Defined Daily Dose (DDD) (2025)

DDDs are normally assigned based on use in adults.
For medical products approved for use in children, the dose recommendations will differ based on age and body weight. Many medical products used in children are not approved by regulatory agencies for such use, and the usual documentation used by the WHO Collaborating Centre regarding dose regimens is not available.
Paediatric DDDs are challenging to assign and problems related to Drug Utilization Research (DUR) in children cannot be solved by such means.

Estimating prevalence of drug use in children is not possible by using crude sales data presented in DDDs owing to the variability of children’s doses. When undertaking DUR in a population of children the prescribed daily dosages and indications in that population should be obtained if available and compared with the DDD values. If these parameters in the paediatric subgroup are difficult to identify, the general DDD can be used as a standardized measuring tool for overall comparisons, with caveats or limitations associated with using an adult based DDD.

DDDs sometimes need to be reviewed because dosages may change over time, e.g. due to the introduction of new main indications or new research making it necessary to change the DDD.

• Cumulative overview of DDD alterations

Prescribed Daily Dose (PDD)

It is important to underline that the DDD is a technical unit (fixed unit of measurement) and does not necessarily correspond to the recommended or prescribed daily dose (PDD).

The prescribed daily dose (PDD) is defined asthe average dose prescribed according to a representative sample of prescriptions. The PDD can be determined from studies of prescriptions, medical or pharmacy records, and it is important to relate the PDD to the diagnosis on which the drug is used. The PDD will give the average daily amount of a drug that is actually prescribed. When there is a substantial discrepancy between the PDD and the DDD, it is important to take this into consideration when evaluating and interpreting drug utilization figures.

For drugs where the recommended dosage differs for different indications (e.g. antipsychotics) it is important that diagnosis is linked to the prescribed daily dose given. Pharmacoepidemiological information (e.g. sex, age and mono/combined therapy) is also important in order to interpret a PDD. The PDD can vary according to both the illness treated and national policies and practices. For example, the PDDs of anti-infectives may vary according to the severity of the infection. There are also international differences between PDDs, which can be up to four or five fold higher/lower. PDDs in Asian populations are often lower than in Caucasian populations.

Who is who?

-The World Health Organization: The WHO endorsed the ATC/DDD methodology for global use in 1996 as an international standard for drug utilization studies in an effort to ensure universal access to essential drugs and to stimulate rational use of drugs particularly in middle/low income countries.

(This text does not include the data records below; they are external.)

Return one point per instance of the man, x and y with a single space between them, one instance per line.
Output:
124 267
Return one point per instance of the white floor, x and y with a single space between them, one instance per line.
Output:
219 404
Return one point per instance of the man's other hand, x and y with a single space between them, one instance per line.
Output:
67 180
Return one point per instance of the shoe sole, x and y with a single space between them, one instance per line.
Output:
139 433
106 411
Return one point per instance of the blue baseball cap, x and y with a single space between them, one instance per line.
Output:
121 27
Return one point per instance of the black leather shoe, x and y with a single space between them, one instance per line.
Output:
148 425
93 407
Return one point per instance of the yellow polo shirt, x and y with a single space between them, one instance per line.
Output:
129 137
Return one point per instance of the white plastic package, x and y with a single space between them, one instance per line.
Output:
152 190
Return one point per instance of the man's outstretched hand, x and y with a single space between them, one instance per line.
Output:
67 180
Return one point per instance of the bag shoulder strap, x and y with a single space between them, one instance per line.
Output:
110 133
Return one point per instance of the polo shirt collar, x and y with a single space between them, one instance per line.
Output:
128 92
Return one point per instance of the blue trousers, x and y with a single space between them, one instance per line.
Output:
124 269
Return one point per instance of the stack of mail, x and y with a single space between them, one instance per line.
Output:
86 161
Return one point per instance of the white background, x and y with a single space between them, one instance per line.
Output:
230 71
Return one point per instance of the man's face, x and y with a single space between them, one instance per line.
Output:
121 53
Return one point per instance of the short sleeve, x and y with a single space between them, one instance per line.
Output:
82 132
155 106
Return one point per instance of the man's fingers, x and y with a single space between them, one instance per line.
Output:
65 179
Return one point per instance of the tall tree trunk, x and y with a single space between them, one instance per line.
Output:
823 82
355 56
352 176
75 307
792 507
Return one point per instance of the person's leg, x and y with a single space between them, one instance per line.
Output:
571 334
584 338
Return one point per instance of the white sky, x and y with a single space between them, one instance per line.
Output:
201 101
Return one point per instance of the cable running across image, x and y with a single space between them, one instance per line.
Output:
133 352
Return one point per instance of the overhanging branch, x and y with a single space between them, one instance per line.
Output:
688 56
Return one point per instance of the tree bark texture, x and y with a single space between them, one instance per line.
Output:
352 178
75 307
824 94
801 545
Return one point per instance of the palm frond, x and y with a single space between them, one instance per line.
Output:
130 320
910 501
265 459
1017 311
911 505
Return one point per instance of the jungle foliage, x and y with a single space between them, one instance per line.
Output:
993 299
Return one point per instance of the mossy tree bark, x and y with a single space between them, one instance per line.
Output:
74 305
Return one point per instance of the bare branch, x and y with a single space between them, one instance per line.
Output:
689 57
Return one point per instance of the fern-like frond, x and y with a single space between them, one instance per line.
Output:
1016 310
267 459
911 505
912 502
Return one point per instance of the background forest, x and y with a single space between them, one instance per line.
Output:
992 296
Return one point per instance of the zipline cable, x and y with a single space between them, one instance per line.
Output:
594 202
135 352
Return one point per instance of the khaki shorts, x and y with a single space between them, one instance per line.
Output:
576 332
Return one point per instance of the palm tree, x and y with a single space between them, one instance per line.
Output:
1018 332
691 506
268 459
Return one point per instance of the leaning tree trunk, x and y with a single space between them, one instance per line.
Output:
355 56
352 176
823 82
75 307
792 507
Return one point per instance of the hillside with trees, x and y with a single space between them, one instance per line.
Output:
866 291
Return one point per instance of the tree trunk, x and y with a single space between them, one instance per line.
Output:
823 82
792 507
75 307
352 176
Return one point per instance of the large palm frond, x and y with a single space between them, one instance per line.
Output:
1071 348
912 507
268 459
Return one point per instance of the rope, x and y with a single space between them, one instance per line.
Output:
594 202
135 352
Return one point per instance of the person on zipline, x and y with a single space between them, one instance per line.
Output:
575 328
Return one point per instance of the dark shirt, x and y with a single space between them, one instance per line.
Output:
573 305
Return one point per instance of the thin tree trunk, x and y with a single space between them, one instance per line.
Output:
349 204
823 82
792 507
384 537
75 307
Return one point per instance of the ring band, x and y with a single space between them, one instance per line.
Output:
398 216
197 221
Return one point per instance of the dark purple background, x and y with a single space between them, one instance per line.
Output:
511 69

-The WHO Collaborating Centre for Drug Statistics Methodology: The central body responsible for the development and maintenance of the ATC/DDD system. This Centre is located at the Norwegian Institute of Public Health (NIPH) and the main activities of the Centre are drawn up in an agreement between the WHO Headquarters and the Government of Norway. These activities are:

• To classify drugs according to the ATC system.
• To establish DDDs for drugs which have been assigned an ATC code.
• To review and revise as necessary the ATC classification system and DDDs.
• To stimulate and influence the practical use of the ATC system by cooperating with researchers in the drug utilization field.
• To organize training courses in the ATC/DDD methodology and to lecture such courses and seminars organized by others.
• To provide technical support to countries in setting up their national medicines classification systems and build capacity in the use of medicines consumption information.

-WHO International Working Group for Drug Statistics Methodology: This body includes 12 expert members selected by WHO Headquarters, who represent a wide range of geographical and professional backgrounds. All six WHO regions are represented in the group. This body gives expert advice to the WHO Collaborating Centre. The main terms of reference of the Working Group are:

• To continue the scientific development of the ATC/DDD system.
• To discuss and approve all new ATC codes, DDD assignments and alterations to existing ATC codes and DDDs.
• To develop further the use of the ATC/DDD system as an international standard for drug utilization studies.
• To revise as necessary the guidelines for assignment and change of ATC codes and DDDs.
• To revise as necessary the procedures for applications for assignment of and changes to ATC codes and DDDs to ensure they are consistent and transparent.
• To assess the sources and availability of statistics on drug use internationally, and to encourage the systematic collection of comprehensive drug use statistics in all countries and regions using the ATC/DDD system as the international standard.
• To develop methods, manuals and guidelines for the practical application and appropriate use of the ATC/DDD system in drug utilization studies in a variety of settings, particularly those applicable to developing countries.
• To work with groups involved in rational drug use initiatives to integrate methods for measurement of drug use in assessing needs and outcomes of interventions with the aim of improving drug use.

The International Working Group meets twice annually, and the WHO Collaborating Centre for Drug Statistics Methodology acts as secretariat for the group.